In contrast with the descriptive
approach in the main vignette (vignette("porcelain")
), this
vignette contains little recipes for exposing and testing different
endpoint types. They are ordered roughly from simplest to most
complicated, and are written as standalone examples (which makes them
quite repetitive!)
Below, we do not use the package convention of wrapping each endpoint in a function. This is to make the examples a little shorter and to make the endpoints more directly callable. In a package, a wrapper function is needed to make the schema path point to the correct place, and to allow binding of state into the endpoint (see later examples).
The one piece of shared code is that we will use a common schema root
This is the example from the main vignette, adding two numbers given
as query parameters and returning a single number. Note that we need to
use jsonlite::unbox()
to indicate that the single number
should be returned as a number and not a vector of length 1 (compare
jsonlite::toJSON(1)
and
jsonlite::toJSON(jsonlite::unbox(1))
)
add <- function(a, b) {
jsonlite::unbox(a + b)
}
endpoint_add <- porcelain::porcelain_endpoint$new(
"GET", "/", add,
porcelain::porcelain_input_query(a = "numeric", b = "numeric"),
returning = porcelain::porcelain_returning_json("numeric", schema_root))

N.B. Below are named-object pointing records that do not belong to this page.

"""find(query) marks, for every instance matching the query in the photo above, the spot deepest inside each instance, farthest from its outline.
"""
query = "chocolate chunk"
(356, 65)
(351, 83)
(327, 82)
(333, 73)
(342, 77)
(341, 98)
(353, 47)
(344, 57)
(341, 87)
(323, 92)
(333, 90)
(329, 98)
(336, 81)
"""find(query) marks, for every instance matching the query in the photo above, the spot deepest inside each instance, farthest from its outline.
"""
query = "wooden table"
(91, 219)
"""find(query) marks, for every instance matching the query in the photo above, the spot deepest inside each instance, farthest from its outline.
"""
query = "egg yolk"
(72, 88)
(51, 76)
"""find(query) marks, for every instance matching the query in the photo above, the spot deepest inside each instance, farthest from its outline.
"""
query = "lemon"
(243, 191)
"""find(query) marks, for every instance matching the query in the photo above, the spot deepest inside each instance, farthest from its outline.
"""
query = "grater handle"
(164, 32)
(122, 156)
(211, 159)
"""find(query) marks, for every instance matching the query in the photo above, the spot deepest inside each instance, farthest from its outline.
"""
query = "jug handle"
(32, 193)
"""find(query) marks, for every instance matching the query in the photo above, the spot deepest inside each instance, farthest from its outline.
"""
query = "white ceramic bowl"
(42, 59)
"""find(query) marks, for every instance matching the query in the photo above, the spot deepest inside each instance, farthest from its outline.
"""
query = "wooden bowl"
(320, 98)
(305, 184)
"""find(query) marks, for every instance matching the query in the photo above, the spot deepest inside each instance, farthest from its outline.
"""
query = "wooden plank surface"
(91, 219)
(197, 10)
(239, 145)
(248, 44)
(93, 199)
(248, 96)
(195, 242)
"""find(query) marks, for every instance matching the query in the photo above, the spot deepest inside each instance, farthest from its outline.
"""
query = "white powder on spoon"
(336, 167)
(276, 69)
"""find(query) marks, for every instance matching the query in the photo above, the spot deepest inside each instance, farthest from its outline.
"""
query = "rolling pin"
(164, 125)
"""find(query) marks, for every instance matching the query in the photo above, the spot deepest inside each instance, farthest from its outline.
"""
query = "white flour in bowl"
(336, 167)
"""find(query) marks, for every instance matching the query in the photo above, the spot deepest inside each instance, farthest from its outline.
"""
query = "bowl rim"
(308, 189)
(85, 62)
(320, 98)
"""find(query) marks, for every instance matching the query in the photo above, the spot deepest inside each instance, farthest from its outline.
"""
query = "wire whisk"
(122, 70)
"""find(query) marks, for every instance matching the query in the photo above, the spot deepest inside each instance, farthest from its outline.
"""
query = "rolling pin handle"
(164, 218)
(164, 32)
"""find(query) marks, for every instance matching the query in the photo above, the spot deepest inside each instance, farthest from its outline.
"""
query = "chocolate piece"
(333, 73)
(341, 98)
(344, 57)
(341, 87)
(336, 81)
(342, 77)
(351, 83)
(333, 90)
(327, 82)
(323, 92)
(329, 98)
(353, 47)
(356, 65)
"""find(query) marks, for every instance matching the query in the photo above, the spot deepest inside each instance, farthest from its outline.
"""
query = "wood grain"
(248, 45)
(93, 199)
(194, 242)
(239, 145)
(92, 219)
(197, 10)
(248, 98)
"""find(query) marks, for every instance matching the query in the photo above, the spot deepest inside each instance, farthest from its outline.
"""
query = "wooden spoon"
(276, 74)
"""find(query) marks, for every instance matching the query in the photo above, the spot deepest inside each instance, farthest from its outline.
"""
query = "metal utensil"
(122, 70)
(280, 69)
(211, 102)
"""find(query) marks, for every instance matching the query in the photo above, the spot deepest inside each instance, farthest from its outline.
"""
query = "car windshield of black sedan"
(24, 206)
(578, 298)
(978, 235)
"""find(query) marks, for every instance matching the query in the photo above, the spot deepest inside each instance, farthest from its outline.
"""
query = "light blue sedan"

api <- porcelain::porcelain$new(validate = TRUE)$handle(endpoint_add)
Run the endpoint:
api$request("GET", "/", query = list(a = 1, b = 2))
#> $status
#> [1] 200
#>
#> $headers
#> $headers$`x-request-id`
#> [1] "fcc51780-3cbc-422e-be3a-29f94d3a32cd"
#>
#> $headers$`Content-Type`
#> [1] "application/json"
#>
#> $headers$`X-Porcelain-Validated`
#> [1] "true"
#>
#>
#> $body
#> [1] "{\"status\":\"success\",\"errors\":null,\"data\":3}"
Slightly more interesting return type, this time returning a numeric vector.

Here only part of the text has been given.